À cela s’ajoutent les épidémies d’insectes. « Quand le sol des arbres manque d’eau, les espèces ferment leurs stomates, — les pores à la surface des feuilles, qui permettent les échanges de gaz entre la plante et l’air — ainsi, elles évitent de transpirer, mais cela empêche la photosynthèse. Ce qui fait que l’arbre a moins d’énergie pour résister aux insectes et meurt plus facilement. »

Augmenter la population de feuillus, qui brûlent moins

Lorsque la forêt boréale prend feu, c’est toute la terre qui s’étouffe. Car elle relâche, par unité brûlée, 10 à 20 fois plus de CO2 que les autres écosystèmes, et elle en émet davantage que par le passé.

Une étude publiée dans la revue Science a montré qu’en 2021, les émissions de CO2 dues à des feux boréaux ont atteint un nouveau sommet. En temps normal, elles représentent 10 % de la totalité des émissions causées par des incendies.

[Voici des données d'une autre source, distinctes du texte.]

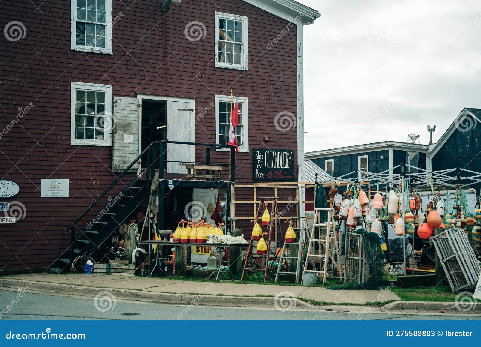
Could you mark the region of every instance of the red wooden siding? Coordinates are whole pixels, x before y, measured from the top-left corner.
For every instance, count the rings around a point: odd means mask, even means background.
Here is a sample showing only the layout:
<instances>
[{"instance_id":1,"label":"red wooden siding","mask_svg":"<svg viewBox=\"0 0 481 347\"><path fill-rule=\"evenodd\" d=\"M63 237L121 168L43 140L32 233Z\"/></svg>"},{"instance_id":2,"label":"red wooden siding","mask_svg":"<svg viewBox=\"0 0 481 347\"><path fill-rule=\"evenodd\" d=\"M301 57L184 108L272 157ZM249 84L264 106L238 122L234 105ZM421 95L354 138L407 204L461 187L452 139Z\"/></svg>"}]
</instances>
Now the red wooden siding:
<instances>
[{"instance_id":1,"label":"red wooden siding","mask_svg":"<svg viewBox=\"0 0 481 347\"><path fill-rule=\"evenodd\" d=\"M106 55L71 50L70 1L45 1L38 9L31 1L2 1L0 26L18 21L26 33L16 42L0 36L0 131L19 108L34 106L0 138L0 177L20 185L11 201L21 202L26 211L16 224L0 226L0 271L45 268L69 242L58 221L69 225L116 177L110 169L111 147L70 144L72 82L111 84L114 96L194 98L197 110L231 89L249 98L250 153L237 156L239 183L253 182L253 148L296 151L296 127L281 132L274 125L279 112L297 114L295 26L268 50L288 22L241 0L188 0L171 5L168 12L161 6L158 1L113 0L113 17L121 12L123 16L113 28L114 54ZM215 67L216 11L249 17L248 71ZM207 30L196 42L184 36L186 25L194 21ZM212 108L196 124L197 142L215 142L215 119ZM40 199L40 179L48 178L70 179L69 197ZM248 233L252 229L247 224L238 226Z\"/></svg>"}]
</instances>

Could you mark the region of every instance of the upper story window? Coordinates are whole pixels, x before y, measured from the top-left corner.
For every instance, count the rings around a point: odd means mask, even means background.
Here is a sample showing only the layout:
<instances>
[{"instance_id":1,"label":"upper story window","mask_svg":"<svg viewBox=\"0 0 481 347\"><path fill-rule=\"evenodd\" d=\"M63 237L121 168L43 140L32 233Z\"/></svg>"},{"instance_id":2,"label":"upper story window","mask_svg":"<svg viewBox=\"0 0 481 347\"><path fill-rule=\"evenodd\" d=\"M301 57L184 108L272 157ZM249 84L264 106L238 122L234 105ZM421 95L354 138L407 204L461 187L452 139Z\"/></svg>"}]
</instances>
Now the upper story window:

Mais en 2021, c’était près du quart.

Pour Christian Messier, si l’on veut aider les forêts boréales à combattre les effets du réchauffement, il faut les diversifier. « Les feuillus brûlent moins, alors que les épinettes, elles, prennent feu vite. Une solution, c’est donc d’augmenter la quantité de feuillus. Ça va prendre beaucoup de temps, mais on peut commencer ! Il faut multiplier les espèces. »

« Tout ce qui pourra pousser, ce sont des graminées »

Avec le réchauffement climatique, les scientifiques anticipent une remontée de la forêt boréale vers le nord, grignotée par la forêt tempérée. « D’ici cent ans, la partie septentrionale va disparaître. Cela va devenir trop chaud, trop sec. Tout ce qui pourra pousser, ce sont des graminées », explique Christian Messier.

La pluie qui tombe depuis lundi 8 mai en Alberta a fait du bien aux pompiers qui tentent de circonscrire les feux. Ils ont pu travailler dans des zones de haute intensité, où les flammes étaient, au départ, trop fortes. Mais le répit risque d’être bref. D’après Ressources naturelles Canada, l’Alberta fera face à un risque d’incendie extrême ce week-end, avec des températures flirtant avec les 30 °C.